ABENDBROT MIT SARAH #19 – Hanage im Prenzlauer Berg

Japanische Pizza, Pancake oder Puffer – Junko und Jens, die Betreiber des Hanage in der Raumerstraße, sind sich bis heute nicht sicher, wie sie ihren Berliner Gästen erklären sollen, was genau sie anbieten. Okonomiyaki ist in Deutschland bislang noch ziemlich unbekannt, obwohl die dicken, saftigen Puffer keine besonders experimentierfreudigen Geschmacksnerven verlangen. Wir haben die leckeren Bratlinge genauer unter die Lupe genommen.
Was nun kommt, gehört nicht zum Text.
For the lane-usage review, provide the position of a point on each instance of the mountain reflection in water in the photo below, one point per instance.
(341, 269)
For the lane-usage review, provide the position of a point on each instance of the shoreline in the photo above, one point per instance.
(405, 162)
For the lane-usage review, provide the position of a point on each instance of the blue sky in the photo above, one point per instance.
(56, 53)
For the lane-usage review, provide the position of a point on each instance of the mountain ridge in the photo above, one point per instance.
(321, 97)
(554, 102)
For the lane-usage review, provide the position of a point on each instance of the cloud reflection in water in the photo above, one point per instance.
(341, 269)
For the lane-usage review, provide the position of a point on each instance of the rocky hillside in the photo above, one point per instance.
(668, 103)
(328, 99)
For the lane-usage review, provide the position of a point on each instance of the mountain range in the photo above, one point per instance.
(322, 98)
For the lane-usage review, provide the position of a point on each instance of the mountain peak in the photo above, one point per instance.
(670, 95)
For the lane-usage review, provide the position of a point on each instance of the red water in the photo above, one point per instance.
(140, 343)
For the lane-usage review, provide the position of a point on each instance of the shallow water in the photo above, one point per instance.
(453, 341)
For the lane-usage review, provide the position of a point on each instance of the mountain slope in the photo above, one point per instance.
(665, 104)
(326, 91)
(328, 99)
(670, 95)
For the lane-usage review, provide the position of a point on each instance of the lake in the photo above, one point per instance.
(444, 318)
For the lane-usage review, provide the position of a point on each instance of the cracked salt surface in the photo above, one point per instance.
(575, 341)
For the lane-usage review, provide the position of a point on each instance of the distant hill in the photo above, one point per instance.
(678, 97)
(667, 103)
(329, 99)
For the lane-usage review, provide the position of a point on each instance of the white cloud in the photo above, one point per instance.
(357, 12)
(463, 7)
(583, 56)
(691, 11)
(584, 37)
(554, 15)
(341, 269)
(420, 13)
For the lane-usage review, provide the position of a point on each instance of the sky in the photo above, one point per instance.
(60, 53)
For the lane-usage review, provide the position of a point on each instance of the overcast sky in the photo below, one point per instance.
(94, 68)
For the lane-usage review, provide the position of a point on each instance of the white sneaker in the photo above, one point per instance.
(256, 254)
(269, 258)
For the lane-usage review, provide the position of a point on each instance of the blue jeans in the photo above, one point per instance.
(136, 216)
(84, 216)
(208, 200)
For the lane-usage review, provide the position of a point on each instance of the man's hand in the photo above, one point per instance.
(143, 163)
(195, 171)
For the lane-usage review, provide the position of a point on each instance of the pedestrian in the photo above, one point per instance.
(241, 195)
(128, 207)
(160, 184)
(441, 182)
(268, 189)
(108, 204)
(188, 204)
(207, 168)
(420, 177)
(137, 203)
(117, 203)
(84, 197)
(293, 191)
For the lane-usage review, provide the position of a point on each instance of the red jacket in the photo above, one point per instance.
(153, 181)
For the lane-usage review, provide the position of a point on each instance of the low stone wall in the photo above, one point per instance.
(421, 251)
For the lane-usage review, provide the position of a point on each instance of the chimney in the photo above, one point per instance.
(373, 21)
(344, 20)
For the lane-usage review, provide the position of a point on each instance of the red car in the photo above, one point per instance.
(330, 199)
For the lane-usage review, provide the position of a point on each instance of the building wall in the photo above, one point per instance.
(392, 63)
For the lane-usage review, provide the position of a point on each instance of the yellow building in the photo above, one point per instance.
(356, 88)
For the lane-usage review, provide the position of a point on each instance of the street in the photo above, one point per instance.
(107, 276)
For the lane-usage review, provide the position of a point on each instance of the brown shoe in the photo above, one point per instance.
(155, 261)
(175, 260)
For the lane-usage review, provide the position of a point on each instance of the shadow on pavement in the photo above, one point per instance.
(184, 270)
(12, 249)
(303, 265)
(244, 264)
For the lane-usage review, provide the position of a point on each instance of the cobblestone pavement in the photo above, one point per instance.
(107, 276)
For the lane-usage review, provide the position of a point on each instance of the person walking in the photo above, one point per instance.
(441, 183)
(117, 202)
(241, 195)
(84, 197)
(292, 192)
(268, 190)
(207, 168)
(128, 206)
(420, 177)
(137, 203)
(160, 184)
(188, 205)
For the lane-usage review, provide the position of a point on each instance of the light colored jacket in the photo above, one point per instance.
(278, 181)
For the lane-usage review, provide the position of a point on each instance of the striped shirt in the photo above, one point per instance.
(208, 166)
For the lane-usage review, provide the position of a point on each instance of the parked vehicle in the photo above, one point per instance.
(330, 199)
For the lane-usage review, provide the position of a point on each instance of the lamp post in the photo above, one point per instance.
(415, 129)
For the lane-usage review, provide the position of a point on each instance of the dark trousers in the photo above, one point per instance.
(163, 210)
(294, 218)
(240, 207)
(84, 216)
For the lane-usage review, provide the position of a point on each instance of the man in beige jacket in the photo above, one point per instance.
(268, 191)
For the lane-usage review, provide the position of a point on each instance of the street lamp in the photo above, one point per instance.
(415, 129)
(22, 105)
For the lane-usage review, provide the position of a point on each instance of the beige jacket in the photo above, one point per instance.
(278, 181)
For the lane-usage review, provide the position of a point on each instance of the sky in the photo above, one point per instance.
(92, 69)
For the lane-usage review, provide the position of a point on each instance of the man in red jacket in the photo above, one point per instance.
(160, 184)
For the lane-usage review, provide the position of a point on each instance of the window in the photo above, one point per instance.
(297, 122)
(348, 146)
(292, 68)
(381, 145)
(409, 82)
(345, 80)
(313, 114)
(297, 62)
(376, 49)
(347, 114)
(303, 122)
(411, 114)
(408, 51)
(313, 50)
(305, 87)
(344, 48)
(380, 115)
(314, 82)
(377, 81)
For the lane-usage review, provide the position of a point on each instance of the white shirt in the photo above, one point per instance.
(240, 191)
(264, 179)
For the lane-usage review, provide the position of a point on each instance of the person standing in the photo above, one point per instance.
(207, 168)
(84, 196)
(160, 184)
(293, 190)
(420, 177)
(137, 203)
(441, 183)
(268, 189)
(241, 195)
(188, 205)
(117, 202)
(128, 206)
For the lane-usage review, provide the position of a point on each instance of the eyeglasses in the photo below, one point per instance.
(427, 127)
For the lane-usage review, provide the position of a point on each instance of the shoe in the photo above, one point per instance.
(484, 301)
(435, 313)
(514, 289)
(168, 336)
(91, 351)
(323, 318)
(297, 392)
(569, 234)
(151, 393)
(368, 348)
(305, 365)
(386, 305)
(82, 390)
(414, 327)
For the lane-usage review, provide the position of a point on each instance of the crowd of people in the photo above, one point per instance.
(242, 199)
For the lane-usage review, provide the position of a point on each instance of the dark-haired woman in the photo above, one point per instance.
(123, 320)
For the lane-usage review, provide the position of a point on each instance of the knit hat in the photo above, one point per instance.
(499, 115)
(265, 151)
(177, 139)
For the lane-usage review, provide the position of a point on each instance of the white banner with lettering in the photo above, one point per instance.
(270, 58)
Der sympathische Betreiber Jens ist glühender Fan der japanischen Kultur und Küche und hat durch seine Frau Junto, die in Kyoto geboren ist, die lokale Spielart der Okonomiyaki entdeckt. Wie für einen Coleslaw-Salat schneidet man Jaroma-Kohl in dünne Streifen und vermengt ihn mit verschiedensten Zutaten. 

Herzhaft, je nach Vorliebe mit Lauch, Garnelen, Mais oder Hackfleisch ergänzt, werden die Tortilla-artigen Fladen gebraten und anschließend mit Frühlingszwiebeln, Bonito-Flocken, Lemon-Sojasauce, Ponzu, dem klassischen Okonomi- oder koreanischem Dressing serviert. Definitiv kein Gericht für den kleinen Hunger, aber nach einer durchfeierten Nacht oder einem übertriebenen Sport-Wochenende richtig schönes Soulfood.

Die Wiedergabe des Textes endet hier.